Driver Jobs & Hiring

Driver retention lessons from 2026's Best Fleets to Drive For

CarriersEdge CEO Jane Jazrawy explains what trust, communication, and AI mean for small fleets competing to keep drivers in 2026.

Truck driver and fleet manager having a conversation in a truck yard, illustrating trust and communication in driver retention.
Photo: ILN staff after a correspondent · Public domain (Wikimedia Commons)

What do the Best Fleets to Drive For teach about keeping drivers in 2026?

The 2026 Best Fleets to Drive For program shows trust and communication matter more than ever, according to CarriersEdge CEO Jane Jazrawy. In a recent HDT Talks Trucking podcast, Jazrawy outlined trends from this year's winners and what they mean for fleets working to attract and retain drivers.

The conversation covered why survey fatigue is changing how fleets gather driver feedback, where AI can improve the driver experience, and why company drivers and owner-operators often value different kinds of support. Jazrawy also discussed changing communication habits, including the declining role of traditional social media and what fleets may need to consider when connecting with younger drivers.

Why trust and communication are rising priorities

Jazrawy emphasized that trust between drivers and management has become a central theme among winning fleets. Drivers want to know their employer will follow through on promises, whether that's about home time, pay, or equipment maintenance.
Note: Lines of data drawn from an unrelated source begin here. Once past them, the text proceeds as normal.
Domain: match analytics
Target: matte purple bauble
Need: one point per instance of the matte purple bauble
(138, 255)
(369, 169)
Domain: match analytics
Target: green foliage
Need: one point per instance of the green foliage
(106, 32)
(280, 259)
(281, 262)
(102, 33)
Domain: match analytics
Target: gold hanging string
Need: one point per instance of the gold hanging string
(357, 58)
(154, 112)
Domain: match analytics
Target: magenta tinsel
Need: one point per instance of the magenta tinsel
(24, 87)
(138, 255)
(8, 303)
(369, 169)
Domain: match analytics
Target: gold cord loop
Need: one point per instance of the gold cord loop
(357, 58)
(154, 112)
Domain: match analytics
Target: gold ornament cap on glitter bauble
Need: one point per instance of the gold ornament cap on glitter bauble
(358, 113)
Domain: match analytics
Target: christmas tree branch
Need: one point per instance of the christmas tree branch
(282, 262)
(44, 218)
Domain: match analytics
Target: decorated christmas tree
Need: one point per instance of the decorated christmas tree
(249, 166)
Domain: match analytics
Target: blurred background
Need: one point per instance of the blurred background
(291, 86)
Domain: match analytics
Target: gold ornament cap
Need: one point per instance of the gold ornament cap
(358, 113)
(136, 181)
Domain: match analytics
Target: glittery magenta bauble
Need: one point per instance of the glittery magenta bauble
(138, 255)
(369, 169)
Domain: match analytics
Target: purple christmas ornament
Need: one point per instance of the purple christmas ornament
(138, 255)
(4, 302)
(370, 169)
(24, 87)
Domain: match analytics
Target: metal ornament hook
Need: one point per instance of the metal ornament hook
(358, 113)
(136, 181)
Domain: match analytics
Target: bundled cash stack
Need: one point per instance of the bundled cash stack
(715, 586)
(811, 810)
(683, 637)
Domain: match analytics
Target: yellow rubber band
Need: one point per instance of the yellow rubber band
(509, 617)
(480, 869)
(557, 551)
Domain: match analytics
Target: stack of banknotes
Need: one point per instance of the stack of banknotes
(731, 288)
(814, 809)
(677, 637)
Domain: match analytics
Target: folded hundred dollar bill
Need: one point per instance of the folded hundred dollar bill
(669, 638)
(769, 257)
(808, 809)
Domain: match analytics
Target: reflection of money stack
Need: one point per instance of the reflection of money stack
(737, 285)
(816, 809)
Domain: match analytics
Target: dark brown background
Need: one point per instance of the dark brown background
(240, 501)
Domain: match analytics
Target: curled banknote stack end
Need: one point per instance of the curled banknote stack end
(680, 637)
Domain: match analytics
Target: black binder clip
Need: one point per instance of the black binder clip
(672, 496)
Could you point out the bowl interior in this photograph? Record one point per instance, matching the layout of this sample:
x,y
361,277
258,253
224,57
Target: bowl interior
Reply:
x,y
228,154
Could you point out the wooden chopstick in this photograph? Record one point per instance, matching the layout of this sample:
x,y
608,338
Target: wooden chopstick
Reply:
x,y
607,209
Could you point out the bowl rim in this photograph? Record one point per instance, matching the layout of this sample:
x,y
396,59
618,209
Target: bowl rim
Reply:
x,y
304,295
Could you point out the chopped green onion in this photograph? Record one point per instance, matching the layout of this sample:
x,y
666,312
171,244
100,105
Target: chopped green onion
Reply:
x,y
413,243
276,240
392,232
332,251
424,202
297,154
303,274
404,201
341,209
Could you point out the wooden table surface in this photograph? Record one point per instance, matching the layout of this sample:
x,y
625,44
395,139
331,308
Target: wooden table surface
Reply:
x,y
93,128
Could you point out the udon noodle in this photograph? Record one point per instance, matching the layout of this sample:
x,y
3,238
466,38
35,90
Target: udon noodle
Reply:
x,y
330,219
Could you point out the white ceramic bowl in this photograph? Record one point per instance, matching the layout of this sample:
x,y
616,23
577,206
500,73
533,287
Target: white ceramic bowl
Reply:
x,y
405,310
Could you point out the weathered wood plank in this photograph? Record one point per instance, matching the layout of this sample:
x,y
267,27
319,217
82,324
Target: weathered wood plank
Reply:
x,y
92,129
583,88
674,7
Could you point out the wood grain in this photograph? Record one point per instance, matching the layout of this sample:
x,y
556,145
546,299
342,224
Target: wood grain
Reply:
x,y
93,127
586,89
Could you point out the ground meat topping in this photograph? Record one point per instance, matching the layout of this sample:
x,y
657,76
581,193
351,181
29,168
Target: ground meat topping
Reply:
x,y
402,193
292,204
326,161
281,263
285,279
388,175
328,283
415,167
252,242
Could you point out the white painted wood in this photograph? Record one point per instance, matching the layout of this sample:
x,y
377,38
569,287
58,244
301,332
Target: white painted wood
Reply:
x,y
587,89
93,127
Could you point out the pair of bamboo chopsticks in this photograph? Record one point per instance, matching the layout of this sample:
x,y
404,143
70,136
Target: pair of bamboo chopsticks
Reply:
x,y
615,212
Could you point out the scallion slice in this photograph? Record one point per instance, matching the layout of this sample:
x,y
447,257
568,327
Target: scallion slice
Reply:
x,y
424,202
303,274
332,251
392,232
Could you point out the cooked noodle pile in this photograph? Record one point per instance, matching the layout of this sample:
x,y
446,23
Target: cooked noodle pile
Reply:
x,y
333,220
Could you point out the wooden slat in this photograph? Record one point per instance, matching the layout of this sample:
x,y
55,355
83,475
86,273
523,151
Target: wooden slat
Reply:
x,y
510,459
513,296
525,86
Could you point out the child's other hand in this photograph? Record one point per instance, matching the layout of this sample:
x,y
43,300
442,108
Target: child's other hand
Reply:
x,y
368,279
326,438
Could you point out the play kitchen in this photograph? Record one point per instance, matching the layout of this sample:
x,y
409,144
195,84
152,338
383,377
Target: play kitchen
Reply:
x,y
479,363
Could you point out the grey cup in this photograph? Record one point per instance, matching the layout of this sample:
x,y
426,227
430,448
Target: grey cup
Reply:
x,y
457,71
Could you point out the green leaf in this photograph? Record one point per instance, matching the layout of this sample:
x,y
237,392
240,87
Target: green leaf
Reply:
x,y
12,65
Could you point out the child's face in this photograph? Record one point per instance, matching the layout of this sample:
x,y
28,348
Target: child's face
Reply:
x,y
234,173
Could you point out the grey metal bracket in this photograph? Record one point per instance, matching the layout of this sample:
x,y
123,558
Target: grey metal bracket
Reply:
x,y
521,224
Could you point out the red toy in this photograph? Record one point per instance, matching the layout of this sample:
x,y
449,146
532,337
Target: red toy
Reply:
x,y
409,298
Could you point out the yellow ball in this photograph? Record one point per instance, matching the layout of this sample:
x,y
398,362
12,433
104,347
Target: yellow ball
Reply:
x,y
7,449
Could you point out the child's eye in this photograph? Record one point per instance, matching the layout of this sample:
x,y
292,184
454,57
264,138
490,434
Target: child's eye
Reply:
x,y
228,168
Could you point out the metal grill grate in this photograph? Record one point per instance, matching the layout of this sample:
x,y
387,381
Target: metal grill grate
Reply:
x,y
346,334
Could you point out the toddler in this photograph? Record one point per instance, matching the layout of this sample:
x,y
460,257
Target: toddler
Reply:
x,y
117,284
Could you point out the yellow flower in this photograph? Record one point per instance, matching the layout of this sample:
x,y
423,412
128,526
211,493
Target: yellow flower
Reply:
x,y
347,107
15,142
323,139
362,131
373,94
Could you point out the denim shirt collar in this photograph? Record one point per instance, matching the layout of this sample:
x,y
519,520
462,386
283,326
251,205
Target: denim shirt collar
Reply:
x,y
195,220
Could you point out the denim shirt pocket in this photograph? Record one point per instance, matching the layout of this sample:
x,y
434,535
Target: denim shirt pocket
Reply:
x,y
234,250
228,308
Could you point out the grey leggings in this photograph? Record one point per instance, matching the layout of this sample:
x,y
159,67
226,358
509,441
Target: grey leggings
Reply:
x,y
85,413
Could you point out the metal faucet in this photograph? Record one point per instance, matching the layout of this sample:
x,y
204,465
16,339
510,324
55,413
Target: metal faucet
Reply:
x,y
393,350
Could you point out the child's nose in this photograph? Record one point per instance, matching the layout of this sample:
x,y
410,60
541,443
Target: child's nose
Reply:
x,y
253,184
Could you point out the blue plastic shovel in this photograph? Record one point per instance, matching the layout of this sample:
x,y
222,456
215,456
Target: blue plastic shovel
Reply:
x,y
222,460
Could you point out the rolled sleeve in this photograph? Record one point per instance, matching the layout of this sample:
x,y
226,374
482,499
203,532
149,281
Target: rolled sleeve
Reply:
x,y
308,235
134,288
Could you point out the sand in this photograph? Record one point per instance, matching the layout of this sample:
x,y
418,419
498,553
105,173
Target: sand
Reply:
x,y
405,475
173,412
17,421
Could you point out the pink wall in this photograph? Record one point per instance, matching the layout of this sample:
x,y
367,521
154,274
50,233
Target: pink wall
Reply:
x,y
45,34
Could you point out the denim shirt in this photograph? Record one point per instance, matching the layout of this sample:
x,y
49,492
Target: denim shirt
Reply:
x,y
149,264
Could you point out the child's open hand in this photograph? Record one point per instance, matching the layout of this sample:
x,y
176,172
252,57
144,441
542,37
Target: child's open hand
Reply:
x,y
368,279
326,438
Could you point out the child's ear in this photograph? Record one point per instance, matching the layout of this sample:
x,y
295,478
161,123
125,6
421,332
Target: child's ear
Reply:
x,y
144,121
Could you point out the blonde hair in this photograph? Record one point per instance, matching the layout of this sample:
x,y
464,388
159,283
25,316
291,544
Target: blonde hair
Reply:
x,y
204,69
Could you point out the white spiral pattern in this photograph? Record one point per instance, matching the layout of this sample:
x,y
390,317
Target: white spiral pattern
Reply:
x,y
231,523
The Best Fleets to Drive For winners are building that trust through consistent communication and transparency.

Communication habits are shifting. Traditional social media platforms are playing a smaller role in how drivers connect with their employers and peers. Fleets targeting younger drivers may need to rethink where and how they engage, moving beyond Facebook groups and exploring platforms where newer generations of drivers actually spend time.

Survey fatigue is changing feedback collection

Fleets are rethinking how they gather driver input. Survey fatigue is real. Drivers are tired of filling out long questionnaires that don't lead to visible changes. Winning fleets are moving toward shorter, more frequent check-ins and making sure drivers see action on the feedback they provide.

The shift matters for small fleets competing with larger carriers. If you're asking drivers to fill out a survey, you need to show them what changed because of it. Otherwise, you're training them to ignore your next request for input.

Where AI fits in the driver experience

Jazrawy discussed how AI can improve the driver experience, though the podcast did not detail specific applications. The implication is that fleets are exploring automation and AI tools to reduce administrative burdens on drivers, streamline communication, or personalize support.

Small fleets should watch how larger carriers deploy AI in driver-facing roles. If AI can handle routine questions, route optimization, or paperwork, it frees up dispatchers and managers to focus on the human side of retention: the conversations that build trust and solve problems a chatbot can't.

Company drivers and owner-operators value different support

One key finding from the Best Fleets to Drive For program is that company drivers and owner-operators prioritize different kinds of support. Company drivers often value predictable schedules, benefits, and equipment quality. Owner-operators care more about settlement transparency, fuel discounts, and access to high-paying loads.

Fleets running both company and leased equipment need to segment their retention strategies. What keeps a company driver happy won't necessarily keep an owner-operator from jumping to a different carrier. How to keep your best drivers when freight is slow and budgets are frozen covers non-monetary retention tactics that work when raises aren't an option, but the principle holds: know what each driver type values and deliver it consistently.

What small fleets can act on this week

If you run a small fleet, here's what the Best Fleets to Drive For trends mean for you:

Audit your communication. Are you asking drivers for feedback and then going silent? If you ran a survey in the last six months, tell drivers what you changed because of it. If you didn't change anything, tell them why and what you're working on instead.

Shorten your surveys. Replace annual 50-question surveys with monthly three-question check-ins. Ask one thing about equipment, one about dispatch, one about home time. Act on the answers.

Segment your retention plan. If you have both company drivers and owner-operators, write down what each group has told you they care about. Build two retention checklists. Don't assume the same perks work for both.

Watch where younger drivers communicate. If you're hiring drivers under 30, ask them where they get trucking news and talk to other drivers. If it's not Facebook, adjust where you post jobs and updates.

Test one AI tool. If you're spending hours answering the same driver questions about pay, home time, or load assignments, explore whether a chatbot or automated FAQ system can handle the repetitive stuff. Free up your time for the conversations that actually build trust.

The Best Fleets to Drive For aren't winning because they have bigger budgets. They're winning because they listen, follow through, and adapt to what drivers actually value. Small fleets can do the same.